I couldn’t help but draw immediate parallels between Oracle’s new 100 Days of Innovation marketing campaign and Gabriel Garcia Marquez’s fictional novel, One Hundred Years Of Solitude.

The masterful book plays off the insular nature of Latin American colonial culture to chronicle the early history of a small, isolated village, cut off from the broad currents of humanity coursing through the rest of the civilized world.

Oracle’s labs leave me with the same feeling. They are deeply private in nature, cut off from outsiders and left to their own devices, until a product is released to the world, sometimes before its time.

According to AMR Research, Oracle’s 100 Days of Innovation campaign will kick off on July 1. It will tout the software company’s developmental skills – and counter the impression that Oracle can only acquire innovation.

On July 1, the company also will unveil Oracle Fusion Middleware 11g.
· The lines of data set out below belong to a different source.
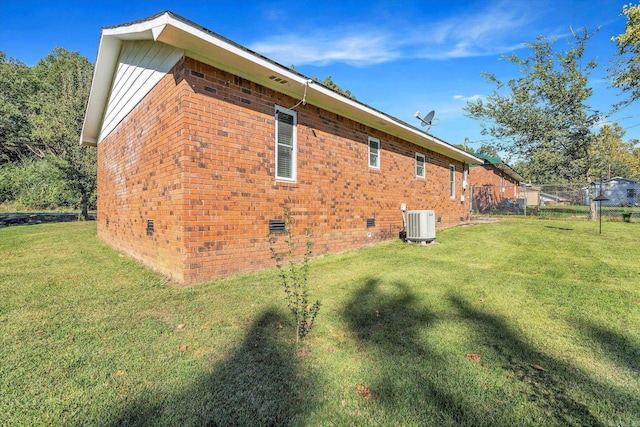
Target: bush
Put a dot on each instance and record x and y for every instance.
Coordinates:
(293, 278)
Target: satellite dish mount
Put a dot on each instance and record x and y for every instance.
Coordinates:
(426, 121)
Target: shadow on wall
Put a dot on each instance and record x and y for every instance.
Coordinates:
(258, 385)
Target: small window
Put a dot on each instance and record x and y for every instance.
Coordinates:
(286, 122)
(374, 153)
(420, 160)
(452, 181)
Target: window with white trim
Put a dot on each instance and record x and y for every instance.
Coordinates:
(420, 161)
(452, 181)
(286, 123)
(374, 153)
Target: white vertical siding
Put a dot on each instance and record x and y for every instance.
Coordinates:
(141, 66)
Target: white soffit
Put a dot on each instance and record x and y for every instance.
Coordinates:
(212, 49)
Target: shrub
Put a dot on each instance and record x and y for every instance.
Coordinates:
(293, 278)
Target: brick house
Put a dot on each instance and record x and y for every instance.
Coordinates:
(202, 143)
(493, 184)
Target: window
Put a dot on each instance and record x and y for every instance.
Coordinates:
(420, 165)
(286, 121)
(452, 181)
(374, 153)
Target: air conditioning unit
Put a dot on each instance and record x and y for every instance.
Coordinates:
(421, 226)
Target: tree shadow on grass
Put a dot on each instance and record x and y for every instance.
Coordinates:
(553, 385)
(406, 380)
(260, 384)
(415, 379)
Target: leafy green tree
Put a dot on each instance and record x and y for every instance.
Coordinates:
(543, 113)
(612, 156)
(16, 87)
(488, 150)
(625, 73)
(58, 106)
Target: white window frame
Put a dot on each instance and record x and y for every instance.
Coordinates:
(294, 148)
(422, 158)
(377, 165)
(452, 182)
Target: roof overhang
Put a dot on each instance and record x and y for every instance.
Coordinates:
(215, 50)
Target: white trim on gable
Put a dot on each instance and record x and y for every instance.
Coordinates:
(142, 64)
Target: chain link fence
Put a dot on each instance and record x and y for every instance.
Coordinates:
(559, 201)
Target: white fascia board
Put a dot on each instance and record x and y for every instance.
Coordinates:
(200, 41)
(229, 56)
(104, 71)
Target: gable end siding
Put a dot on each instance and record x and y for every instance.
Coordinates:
(141, 66)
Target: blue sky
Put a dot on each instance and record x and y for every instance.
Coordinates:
(396, 56)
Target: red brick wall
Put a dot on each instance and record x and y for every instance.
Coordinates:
(200, 162)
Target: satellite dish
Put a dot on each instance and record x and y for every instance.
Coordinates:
(426, 121)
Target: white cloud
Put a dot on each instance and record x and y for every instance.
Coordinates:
(467, 98)
(355, 49)
(494, 30)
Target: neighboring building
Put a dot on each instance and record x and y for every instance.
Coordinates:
(202, 143)
(619, 191)
(494, 184)
(532, 194)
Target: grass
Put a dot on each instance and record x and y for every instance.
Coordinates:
(522, 322)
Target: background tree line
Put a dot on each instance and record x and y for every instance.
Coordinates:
(42, 164)
(540, 121)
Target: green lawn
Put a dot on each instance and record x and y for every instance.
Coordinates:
(521, 322)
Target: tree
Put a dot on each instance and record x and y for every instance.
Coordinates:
(16, 87)
(488, 150)
(625, 74)
(543, 114)
(58, 106)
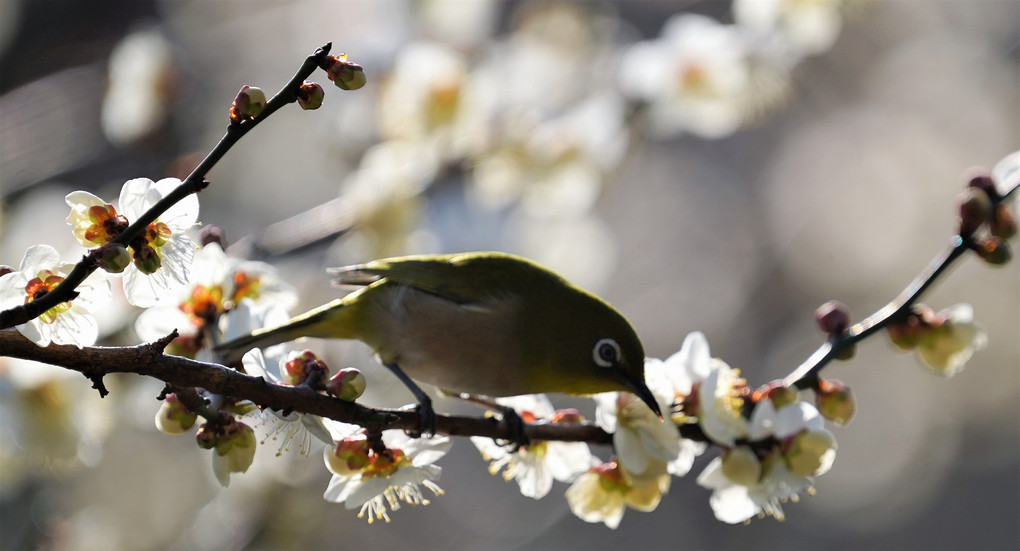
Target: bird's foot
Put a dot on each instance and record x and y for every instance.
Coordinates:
(426, 419)
(518, 430)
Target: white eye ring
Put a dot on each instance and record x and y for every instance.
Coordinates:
(606, 353)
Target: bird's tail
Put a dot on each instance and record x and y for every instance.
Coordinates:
(328, 320)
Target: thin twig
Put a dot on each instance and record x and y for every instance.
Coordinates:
(193, 184)
(148, 359)
(806, 374)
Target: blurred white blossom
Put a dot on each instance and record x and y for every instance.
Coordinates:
(947, 349)
(69, 322)
(798, 29)
(604, 493)
(695, 78)
(142, 72)
(786, 466)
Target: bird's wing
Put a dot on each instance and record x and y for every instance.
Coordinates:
(465, 279)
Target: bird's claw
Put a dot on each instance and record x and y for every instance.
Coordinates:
(426, 419)
(518, 430)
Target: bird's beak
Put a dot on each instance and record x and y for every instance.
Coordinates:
(643, 392)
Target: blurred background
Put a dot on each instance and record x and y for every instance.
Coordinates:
(710, 166)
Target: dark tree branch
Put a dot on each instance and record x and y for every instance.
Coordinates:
(806, 374)
(147, 359)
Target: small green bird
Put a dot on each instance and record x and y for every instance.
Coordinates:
(485, 323)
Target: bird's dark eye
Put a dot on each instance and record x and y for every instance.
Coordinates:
(606, 353)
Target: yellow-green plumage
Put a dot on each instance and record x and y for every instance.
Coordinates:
(488, 323)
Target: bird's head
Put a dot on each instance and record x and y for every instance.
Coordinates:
(595, 350)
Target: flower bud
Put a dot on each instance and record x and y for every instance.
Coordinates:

AMR points out how the campaign creates an interesting counterpoint to a June blog post from AMR’s Chief Research Officer Bruce Richardson. Richardson argues that software innovation comes from small companies, not massive software houses such as Oracle. Oracle executives bristled when they read it.

“Call me cynical, but I believe today’s large vendors are more interested in commoditization than innovation,” Richardson write. “Ideally, they want to be able to sell a generic version that will appeal to customers across dozens of verticals, hundreds of countries, and tens of thousands of customers. For them, true breakthrough innovation doesn’t scale.”

It is an interesting point well worth a debate. Perhaps the first leg of that debate will take place even as we hear about 100 Days of Innovation.